Paolo Ciccone wrote:

> > Does the Inprise JDK have all parts of JPDA?
>
> I'm not an expert in JPDA but the Sun/Inprise JDK does have JPDA fully
> working.

I've confirmed Inprise JDK has dynamic libraries and a
JAR file which implement JPDA, libjdwp.so,
libdt_socket.so and jpda.jar.

A JDPA implementation 1.0 for Solaris
(jpda-solsparc.zip) also contains them.
It is available at http://java.sun.com/products/jpda/.

> That is a requirement for the JBuilder debugger,
> local and remote, to work.

I consent to you. Working JBuilder is an evidence of
JPDA implementation.

> > And I suppose only JDI requires an additional JAR file
> > named jpda.jar, which contains the following packages.
>
> Check.

I noticed jpda.jar which included in Inprise JDK is
different from it provided by Sun such as JPDA 1.0. The
Inprise's jpda.jar contains more classes than Sun's.

Will the difference be contributed to developers other
than Inprise?


And I have more questions about JVMDI. Does Inprise JIT
(libjavacomp.so) support JVMDI? And how about Sun's
(libsunwjit.so)? I suppose Sun JIT does not and Inprise
JIT may possibly do. If Inprise JIT does not, JBuilder
should suffer it. Or is debugging possible as far as JIT
is disabled?

JIT compilers have to support JVMDI to make it
work. Some functions of JVMDI need JIT support. For
instance, access to local variables and location
(a.k.a. program counter) in a stack frame. The functions
cannot work correctly without JIT support because native
code generated by JIT has its own execution context
which differ from the context for JVM as a stack machine.

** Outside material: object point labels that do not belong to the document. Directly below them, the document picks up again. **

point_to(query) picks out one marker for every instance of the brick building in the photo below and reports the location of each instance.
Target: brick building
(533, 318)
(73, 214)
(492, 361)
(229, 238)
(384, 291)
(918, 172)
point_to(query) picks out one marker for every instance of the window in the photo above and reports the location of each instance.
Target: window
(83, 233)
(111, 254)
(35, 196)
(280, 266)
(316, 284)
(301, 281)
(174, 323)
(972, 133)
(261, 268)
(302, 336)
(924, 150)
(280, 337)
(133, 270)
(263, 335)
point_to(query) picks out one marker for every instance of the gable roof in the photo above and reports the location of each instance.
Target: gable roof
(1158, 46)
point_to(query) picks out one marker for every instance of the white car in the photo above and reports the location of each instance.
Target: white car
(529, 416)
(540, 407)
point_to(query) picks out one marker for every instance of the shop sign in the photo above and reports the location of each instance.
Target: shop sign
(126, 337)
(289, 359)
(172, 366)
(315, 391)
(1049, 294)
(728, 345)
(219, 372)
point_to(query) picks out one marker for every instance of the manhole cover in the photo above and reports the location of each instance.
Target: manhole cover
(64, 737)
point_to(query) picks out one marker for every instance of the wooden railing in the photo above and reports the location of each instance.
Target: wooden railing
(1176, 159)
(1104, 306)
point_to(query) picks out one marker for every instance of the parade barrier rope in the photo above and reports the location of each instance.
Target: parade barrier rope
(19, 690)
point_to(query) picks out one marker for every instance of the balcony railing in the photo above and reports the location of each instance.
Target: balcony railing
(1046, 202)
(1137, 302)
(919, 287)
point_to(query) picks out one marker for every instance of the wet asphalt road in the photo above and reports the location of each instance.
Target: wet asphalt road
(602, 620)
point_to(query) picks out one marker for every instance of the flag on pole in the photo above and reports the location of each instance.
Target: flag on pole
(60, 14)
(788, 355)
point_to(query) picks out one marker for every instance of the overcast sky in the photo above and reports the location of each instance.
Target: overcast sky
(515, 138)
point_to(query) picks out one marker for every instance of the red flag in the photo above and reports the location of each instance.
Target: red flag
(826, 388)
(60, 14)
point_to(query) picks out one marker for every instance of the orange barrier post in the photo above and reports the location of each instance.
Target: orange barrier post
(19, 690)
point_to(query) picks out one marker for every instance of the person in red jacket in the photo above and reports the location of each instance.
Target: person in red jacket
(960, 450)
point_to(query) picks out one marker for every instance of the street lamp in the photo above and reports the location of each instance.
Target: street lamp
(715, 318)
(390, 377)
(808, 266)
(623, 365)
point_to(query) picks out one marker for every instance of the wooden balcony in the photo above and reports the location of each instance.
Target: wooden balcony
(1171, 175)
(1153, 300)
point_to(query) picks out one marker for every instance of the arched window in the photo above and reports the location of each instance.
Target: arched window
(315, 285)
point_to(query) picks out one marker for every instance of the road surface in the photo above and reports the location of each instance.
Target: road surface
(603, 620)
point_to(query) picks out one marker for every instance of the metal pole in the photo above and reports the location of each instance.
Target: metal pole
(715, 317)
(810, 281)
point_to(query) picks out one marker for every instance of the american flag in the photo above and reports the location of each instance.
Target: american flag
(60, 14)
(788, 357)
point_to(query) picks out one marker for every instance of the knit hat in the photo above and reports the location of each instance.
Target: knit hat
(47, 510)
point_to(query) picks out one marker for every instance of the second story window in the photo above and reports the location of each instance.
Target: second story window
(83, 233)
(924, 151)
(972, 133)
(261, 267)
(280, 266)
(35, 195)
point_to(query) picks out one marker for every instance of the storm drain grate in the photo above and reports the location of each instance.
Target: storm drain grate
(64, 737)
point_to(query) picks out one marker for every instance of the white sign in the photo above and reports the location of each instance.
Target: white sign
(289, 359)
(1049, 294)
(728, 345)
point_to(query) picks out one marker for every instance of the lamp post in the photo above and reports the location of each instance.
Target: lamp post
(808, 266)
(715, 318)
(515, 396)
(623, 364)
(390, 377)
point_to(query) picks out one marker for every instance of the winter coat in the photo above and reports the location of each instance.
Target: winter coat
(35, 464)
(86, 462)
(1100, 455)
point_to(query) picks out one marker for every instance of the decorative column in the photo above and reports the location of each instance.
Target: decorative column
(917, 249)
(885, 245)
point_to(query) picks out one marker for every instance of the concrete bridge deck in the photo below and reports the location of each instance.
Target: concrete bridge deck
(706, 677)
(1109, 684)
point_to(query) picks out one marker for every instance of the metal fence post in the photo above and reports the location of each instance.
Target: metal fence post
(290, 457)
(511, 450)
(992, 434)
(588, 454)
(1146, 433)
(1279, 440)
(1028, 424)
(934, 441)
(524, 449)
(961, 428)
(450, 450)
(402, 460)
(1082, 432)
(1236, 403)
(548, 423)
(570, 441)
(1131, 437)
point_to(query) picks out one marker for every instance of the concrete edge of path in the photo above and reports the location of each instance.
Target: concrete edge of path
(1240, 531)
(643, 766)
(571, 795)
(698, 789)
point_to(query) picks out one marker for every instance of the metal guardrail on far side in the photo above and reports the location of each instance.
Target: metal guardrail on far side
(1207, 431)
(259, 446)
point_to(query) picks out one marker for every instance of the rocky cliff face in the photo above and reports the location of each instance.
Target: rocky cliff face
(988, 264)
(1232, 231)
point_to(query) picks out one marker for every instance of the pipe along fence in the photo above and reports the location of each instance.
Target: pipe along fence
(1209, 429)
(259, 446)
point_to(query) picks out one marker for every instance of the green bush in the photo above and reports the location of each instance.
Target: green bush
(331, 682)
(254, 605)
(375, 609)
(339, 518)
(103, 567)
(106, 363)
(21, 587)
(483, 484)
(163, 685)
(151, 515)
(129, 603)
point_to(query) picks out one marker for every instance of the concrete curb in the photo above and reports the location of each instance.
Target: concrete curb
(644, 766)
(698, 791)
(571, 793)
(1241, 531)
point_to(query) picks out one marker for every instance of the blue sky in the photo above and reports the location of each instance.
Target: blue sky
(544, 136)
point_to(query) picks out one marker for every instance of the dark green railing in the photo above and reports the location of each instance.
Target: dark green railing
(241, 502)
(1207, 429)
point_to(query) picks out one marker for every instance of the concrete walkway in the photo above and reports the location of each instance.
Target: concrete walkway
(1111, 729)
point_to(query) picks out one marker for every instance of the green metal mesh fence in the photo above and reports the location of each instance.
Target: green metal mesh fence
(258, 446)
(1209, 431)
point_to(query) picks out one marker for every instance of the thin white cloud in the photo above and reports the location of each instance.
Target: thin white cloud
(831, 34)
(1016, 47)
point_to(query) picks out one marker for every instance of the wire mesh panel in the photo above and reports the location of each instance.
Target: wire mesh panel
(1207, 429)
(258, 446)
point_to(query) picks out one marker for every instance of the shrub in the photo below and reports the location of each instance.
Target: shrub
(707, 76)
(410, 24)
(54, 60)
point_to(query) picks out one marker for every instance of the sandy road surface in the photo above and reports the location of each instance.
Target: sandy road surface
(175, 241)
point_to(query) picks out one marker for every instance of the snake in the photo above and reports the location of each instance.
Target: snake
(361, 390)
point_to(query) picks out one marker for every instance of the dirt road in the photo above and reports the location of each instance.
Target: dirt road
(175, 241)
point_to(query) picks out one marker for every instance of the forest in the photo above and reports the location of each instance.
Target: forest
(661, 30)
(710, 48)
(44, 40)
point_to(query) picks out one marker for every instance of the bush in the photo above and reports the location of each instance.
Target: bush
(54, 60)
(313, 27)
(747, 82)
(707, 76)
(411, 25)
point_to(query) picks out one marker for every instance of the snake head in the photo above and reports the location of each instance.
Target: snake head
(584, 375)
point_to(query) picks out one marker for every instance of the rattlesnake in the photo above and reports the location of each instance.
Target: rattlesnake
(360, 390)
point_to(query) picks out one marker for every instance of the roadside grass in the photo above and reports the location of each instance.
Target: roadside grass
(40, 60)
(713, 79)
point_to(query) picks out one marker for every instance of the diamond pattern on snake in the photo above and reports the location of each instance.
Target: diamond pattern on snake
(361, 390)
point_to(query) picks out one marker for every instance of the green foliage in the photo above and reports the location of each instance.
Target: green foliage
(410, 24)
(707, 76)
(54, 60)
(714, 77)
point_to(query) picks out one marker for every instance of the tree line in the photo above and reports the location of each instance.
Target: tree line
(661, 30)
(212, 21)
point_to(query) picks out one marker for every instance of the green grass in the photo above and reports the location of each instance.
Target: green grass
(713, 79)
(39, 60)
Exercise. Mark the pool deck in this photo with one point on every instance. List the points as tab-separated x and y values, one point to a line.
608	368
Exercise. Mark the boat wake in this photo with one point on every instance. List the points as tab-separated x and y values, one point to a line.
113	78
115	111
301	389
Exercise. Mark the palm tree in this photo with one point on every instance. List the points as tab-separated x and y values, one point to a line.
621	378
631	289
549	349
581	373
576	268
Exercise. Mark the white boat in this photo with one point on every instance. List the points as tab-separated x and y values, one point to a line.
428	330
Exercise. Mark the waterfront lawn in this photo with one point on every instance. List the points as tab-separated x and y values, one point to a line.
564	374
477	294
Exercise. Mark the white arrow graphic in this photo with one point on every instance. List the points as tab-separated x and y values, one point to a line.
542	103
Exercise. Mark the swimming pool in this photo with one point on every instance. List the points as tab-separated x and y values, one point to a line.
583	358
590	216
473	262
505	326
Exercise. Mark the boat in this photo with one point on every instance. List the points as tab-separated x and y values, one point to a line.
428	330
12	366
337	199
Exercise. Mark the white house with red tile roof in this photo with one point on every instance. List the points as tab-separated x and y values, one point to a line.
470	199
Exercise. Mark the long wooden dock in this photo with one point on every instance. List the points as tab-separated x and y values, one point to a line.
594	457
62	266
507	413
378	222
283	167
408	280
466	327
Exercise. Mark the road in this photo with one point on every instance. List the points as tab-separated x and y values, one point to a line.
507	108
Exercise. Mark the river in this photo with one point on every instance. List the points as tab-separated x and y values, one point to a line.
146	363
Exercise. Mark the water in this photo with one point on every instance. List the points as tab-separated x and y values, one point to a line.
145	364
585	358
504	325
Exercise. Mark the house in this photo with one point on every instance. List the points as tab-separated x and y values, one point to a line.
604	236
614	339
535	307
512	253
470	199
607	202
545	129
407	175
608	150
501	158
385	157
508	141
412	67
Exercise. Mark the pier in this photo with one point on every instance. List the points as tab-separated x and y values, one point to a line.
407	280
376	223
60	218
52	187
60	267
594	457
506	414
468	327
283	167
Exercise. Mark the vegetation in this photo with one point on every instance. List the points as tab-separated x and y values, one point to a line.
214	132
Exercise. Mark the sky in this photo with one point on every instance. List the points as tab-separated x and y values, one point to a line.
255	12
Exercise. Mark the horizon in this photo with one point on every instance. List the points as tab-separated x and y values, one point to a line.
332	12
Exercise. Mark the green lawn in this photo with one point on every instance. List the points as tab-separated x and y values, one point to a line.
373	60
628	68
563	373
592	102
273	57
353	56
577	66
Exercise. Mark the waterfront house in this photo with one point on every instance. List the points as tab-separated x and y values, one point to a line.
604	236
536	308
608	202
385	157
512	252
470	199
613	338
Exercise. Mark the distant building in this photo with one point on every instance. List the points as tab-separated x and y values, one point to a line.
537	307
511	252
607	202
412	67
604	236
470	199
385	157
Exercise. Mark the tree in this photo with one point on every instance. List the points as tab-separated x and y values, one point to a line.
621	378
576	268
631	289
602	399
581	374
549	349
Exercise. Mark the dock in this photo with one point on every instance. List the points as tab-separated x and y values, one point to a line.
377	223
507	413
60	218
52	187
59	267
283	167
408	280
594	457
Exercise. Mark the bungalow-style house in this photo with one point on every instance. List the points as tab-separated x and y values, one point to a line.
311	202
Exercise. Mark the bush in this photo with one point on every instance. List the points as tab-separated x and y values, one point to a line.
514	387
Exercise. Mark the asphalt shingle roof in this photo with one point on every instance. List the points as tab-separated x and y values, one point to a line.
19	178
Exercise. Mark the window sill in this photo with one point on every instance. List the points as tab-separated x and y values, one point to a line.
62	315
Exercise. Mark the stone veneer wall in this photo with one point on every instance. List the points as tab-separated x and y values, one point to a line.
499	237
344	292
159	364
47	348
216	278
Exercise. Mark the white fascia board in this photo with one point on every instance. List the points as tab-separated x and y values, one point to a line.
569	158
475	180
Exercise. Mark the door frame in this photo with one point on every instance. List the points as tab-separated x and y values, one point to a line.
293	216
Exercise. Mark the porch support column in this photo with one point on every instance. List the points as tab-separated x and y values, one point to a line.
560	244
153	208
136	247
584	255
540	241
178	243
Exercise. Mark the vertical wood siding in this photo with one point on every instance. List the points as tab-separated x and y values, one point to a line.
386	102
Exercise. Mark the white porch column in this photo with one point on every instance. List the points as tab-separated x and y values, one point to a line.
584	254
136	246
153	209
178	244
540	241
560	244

Note that we have to diable JIT when we use Sun's JPDA
1.0. A paragraph in JPDA documents "Starting a VM with a
JVMDI Client" says, you have to disable JIT if you'd
like to debug because the classic VM does not support
debugging with the JIT enabled.

I don't know about other JVM specifically. But HotSpot
VM can support debugging. In other words it will support
JVMDI. The HotSpot VM has a feature called "On stack
replacement". The function can convert the execution
context in compiled code to the context in JVM. And IBM
JIT can also do it as far as I heard.


Kazuyuki SHUDO                          Happy Hacking!
  Muraoka Lab., School of Sci. & Eng., Waseda Univ.